The total provision charge for the half was $1.7 billion, up from $402 million in the previous half. This includes a collective provision charge of $1.0 billion, taking the collective provision (CP) balance to $4.5 billion, which compares to $2.5 billion before the adoption of AASB 9 in September 2018. The increase in CP has been driven by a deterioration in economic forecasts as a result of COVID-19, not by customer downgrades or increased delinquencies. The individually assessed provision charge of $626 million, increased $228 million compared to 2H19.
ANZ will maintain its focus on productivity given the impact of COVID-19 on its operations. Actions taken include having staff draw down leave balances, with budgets for salary increases in 2020/21 to be significantly reduced and focused only on those below senior management. While final assessments will be made as part of the Full Year results, variable remuneration is expected to be materially reduced given the impact COVID-19 has had on shareholders and focused primarily on rewarding those such as branch and call centre staff who have been working hard to provide essential services to customers.
Commenting on the outlook Mr Elliott said: “The coming months will be difficult. The COVID-19 crisis has already evolved at such a pace it is difficult to predict how deep the economic crisis will be or how long the recovery will take.
“However, the swift action from Governments in Australia and New Zealand, as well as the healthy state of corporate balance sheets going into the crisis, has both countries well placed to not only manage the health aspects but also lessen the economic impact.
“While dealing with the immediacy of the current crisis as well as protecting our customers and staff remains our top priority, we are not sitting idle waiting for changes to happen to us.
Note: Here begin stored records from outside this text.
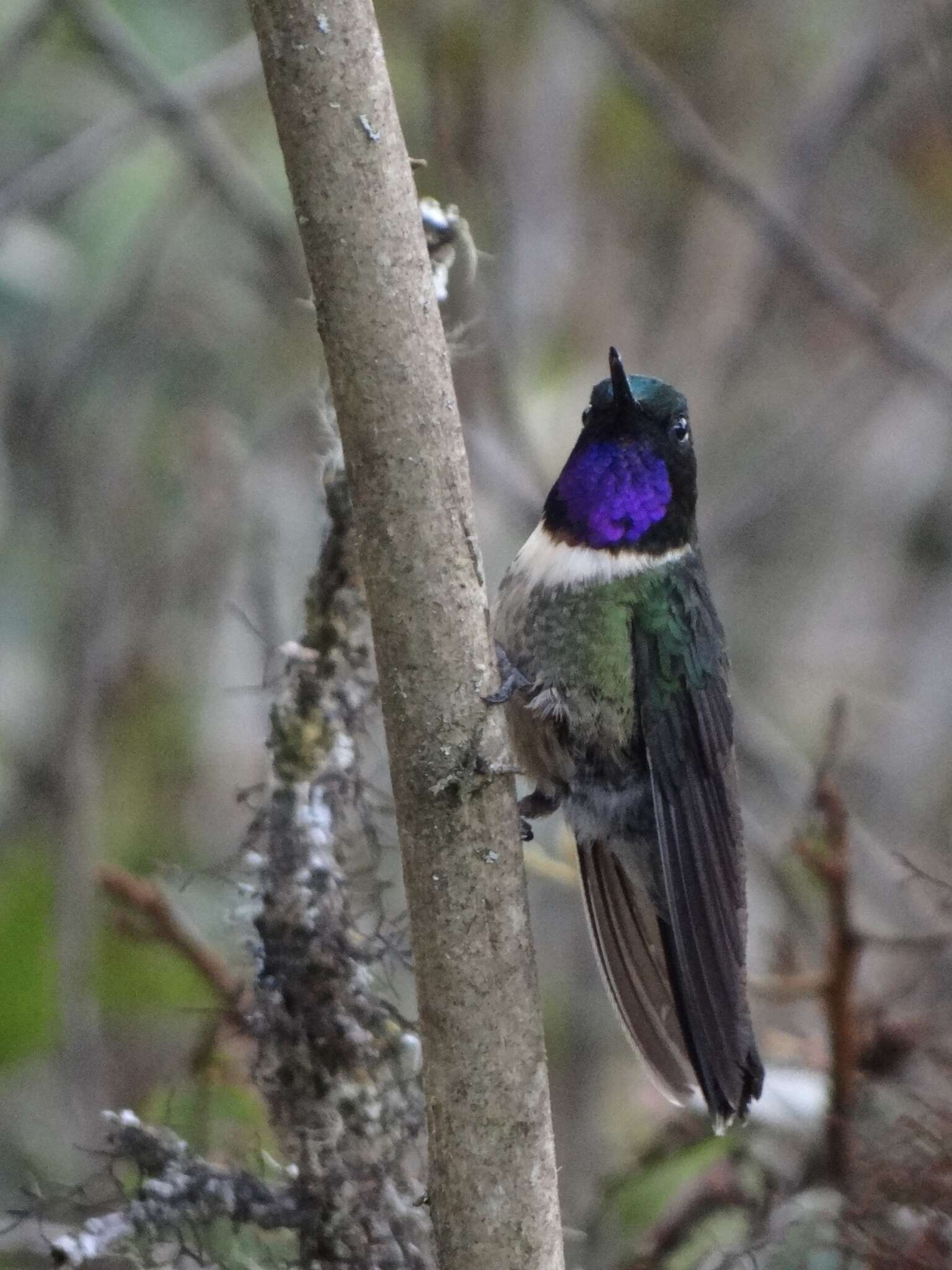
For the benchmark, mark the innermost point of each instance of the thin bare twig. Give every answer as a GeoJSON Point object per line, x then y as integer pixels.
{"type": "Point", "coordinates": [831, 863]}
{"type": "Point", "coordinates": [697, 145]}
{"type": "Point", "coordinates": [206, 145]}
{"type": "Point", "coordinates": [92, 150]}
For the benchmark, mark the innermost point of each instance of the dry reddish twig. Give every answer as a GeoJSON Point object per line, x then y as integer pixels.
{"type": "Point", "coordinates": [150, 902]}
{"type": "Point", "coordinates": [831, 863]}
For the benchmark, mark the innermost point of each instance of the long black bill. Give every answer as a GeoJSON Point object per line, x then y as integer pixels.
{"type": "Point", "coordinates": [621, 389]}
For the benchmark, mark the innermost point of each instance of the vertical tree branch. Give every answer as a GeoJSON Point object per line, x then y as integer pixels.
{"type": "Point", "coordinates": [831, 863]}
{"type": "Point", "coordinates": [493, 1183]}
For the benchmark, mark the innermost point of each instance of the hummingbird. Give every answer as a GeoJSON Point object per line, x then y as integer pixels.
{"type": "Point", "coordinates": [615, 682]}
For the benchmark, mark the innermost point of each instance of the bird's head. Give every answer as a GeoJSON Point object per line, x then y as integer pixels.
{"type": "Point", "coordinates": [630, 484]}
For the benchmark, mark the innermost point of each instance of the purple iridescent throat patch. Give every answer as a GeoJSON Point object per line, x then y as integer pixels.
{"type": "Point", "coordinates": [614, 493]}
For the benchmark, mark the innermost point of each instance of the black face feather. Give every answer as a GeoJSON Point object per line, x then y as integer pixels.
{"type": "Point", "coordinates": [630, 483]}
We are analysing customer behaviour and fast tracking digital investments given we know there will be opportunities for banks that focus on their customers, stay prudent, read changing customer needs and have the resources to invest for the long-term.
“Finally, I’d like to acknowledge the hard work of the ANZ team who demonstrated resilience, agility, customer focus and accountability and I have never been prouder to lead a team that so genuinely cares about their customers, colleagues and communities, ” Mr Elliott said.